This quiz, courtesy of Lois Stack at the University of Maine Cooperative Extension, may surprise even the most avid plant enthusiasts.
1. What native plant produces our biggest fruit crop in Maine?
2. What winter food did Native Americans in the prairie states make by mixing the fruit from our native Saskatoon serviceberry with buffalo meat and fat?
3. What popular perennial has escaped from our gardens and naturalized on grassy slopes along roadsides, where it produces tall blue, purple or pink flowers every June?
4. How many different types of maples are native to Maine?
5. What rose is not native to Maine but has been naturalized along our rocky coast for hundreds of years?
6. Which of our native shade trees is the most common source of wood used for baseball bats?

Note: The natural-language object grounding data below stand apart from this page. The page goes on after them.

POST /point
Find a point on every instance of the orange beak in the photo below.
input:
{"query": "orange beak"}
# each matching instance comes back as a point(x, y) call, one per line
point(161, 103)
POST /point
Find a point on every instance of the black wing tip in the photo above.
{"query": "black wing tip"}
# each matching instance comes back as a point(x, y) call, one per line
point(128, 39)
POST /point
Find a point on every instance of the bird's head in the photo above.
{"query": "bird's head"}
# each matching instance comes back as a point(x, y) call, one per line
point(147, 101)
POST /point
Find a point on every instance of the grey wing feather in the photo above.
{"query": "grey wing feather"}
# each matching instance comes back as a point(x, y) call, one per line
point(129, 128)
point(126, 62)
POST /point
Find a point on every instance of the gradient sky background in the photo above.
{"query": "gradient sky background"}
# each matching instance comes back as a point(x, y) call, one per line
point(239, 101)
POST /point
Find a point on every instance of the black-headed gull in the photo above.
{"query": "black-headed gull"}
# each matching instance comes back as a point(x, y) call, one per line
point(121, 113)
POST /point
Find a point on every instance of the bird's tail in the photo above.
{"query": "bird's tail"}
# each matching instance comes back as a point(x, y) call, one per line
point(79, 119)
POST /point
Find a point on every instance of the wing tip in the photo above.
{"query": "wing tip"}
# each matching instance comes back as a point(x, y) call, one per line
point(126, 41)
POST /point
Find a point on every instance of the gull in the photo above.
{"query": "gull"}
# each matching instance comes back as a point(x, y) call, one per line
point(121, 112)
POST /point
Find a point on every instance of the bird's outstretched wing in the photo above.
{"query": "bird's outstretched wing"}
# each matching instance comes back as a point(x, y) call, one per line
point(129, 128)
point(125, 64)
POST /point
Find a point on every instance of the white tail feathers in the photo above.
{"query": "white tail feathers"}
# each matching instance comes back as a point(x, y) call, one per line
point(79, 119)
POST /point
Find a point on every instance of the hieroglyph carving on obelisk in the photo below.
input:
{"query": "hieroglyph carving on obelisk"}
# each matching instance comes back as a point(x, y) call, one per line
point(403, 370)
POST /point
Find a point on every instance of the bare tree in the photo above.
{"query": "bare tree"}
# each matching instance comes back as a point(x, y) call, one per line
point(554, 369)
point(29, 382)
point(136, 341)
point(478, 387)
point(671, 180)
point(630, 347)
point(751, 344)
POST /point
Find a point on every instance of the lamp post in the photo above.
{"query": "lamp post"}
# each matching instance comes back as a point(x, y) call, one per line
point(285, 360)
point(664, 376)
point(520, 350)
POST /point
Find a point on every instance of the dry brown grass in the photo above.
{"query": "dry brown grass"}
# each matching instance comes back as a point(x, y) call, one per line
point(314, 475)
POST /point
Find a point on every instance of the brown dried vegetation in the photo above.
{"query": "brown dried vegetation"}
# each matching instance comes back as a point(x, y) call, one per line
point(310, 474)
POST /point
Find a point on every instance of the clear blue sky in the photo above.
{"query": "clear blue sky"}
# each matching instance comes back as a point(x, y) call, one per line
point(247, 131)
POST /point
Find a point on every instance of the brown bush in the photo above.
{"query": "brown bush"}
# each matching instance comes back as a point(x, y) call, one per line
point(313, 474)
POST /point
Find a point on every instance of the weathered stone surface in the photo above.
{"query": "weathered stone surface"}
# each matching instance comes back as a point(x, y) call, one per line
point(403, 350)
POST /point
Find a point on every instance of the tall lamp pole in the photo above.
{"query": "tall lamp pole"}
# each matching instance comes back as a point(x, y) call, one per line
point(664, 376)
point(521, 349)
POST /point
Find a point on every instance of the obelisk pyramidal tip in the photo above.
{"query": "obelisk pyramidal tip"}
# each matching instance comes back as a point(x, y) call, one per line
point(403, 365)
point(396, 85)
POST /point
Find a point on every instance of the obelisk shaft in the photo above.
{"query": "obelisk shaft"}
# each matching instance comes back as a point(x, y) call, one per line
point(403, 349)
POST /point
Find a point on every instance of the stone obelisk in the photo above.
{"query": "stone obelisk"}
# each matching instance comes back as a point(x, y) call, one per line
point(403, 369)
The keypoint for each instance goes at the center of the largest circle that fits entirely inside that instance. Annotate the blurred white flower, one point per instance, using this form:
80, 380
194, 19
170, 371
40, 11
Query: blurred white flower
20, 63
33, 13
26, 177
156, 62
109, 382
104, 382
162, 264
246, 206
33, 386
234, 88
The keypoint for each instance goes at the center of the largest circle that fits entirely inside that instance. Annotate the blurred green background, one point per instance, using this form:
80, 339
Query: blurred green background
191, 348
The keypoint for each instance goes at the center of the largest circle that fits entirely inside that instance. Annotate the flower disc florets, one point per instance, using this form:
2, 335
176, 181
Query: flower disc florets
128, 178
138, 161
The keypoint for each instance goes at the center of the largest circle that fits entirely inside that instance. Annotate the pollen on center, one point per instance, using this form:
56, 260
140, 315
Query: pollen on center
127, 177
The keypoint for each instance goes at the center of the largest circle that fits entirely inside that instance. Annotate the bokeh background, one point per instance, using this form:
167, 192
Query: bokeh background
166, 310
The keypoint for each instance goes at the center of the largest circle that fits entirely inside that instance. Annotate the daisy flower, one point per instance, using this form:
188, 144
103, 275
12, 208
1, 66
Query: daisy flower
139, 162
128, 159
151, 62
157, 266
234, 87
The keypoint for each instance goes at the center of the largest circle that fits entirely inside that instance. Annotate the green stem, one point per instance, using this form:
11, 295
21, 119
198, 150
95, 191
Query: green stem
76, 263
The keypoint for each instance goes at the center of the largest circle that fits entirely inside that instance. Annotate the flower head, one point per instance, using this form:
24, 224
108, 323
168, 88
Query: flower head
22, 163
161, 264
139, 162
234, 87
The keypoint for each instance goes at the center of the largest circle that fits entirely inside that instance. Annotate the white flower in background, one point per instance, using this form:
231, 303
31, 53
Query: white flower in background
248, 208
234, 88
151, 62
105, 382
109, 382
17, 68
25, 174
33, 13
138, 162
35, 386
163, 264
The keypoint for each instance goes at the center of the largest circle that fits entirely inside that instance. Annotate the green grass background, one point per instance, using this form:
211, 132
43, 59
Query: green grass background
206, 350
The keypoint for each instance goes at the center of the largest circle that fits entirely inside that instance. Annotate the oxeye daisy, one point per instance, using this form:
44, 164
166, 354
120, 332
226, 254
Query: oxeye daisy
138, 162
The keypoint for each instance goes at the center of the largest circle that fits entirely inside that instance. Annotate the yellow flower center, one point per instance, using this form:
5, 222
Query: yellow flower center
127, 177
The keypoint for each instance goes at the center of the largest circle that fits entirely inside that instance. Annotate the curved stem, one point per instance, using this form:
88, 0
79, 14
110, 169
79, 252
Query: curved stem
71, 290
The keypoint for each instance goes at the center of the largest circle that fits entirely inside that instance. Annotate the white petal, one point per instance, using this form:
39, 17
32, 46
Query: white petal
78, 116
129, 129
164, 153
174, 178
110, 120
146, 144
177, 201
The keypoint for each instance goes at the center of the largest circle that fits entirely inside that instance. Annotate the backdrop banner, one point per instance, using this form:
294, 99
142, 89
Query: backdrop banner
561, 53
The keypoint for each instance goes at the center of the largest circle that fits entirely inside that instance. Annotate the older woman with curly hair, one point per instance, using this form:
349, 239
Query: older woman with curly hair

7. Highbush cranberry, a popular landscape plant, is actually a member of what genus of shrubs?
8. Which native evergreen is threatened by the recent introduction of a wooly adelgid insect?
9. Which native tree was the source of wood for masts for the ships of English kings?
10. Which native shrub produces berries whose waxy coating has long been used as a scent in candles?
11. What old-fashioned skin ointment is made from an extract of a fall-flowering native shrub?
12. Which spring wildflower is named for the red sap in its roots?
Answers: 1. Lowbush blueberry; 2. Pemmican; 3. Lupine; 4. Six: box-elder, moosewood, red, silver, sugar and mountain; 5. Rugosa rose, also called saltspray rose; 6. White ash; 7. Viburnum – it’s one of Maine’s seven native viburnums; 8. Canada hemlock; 9. Eastern white pine; 10. Northern bayberry; 11. Witch hazel (made from common witch hazel); 12. Bloodroot.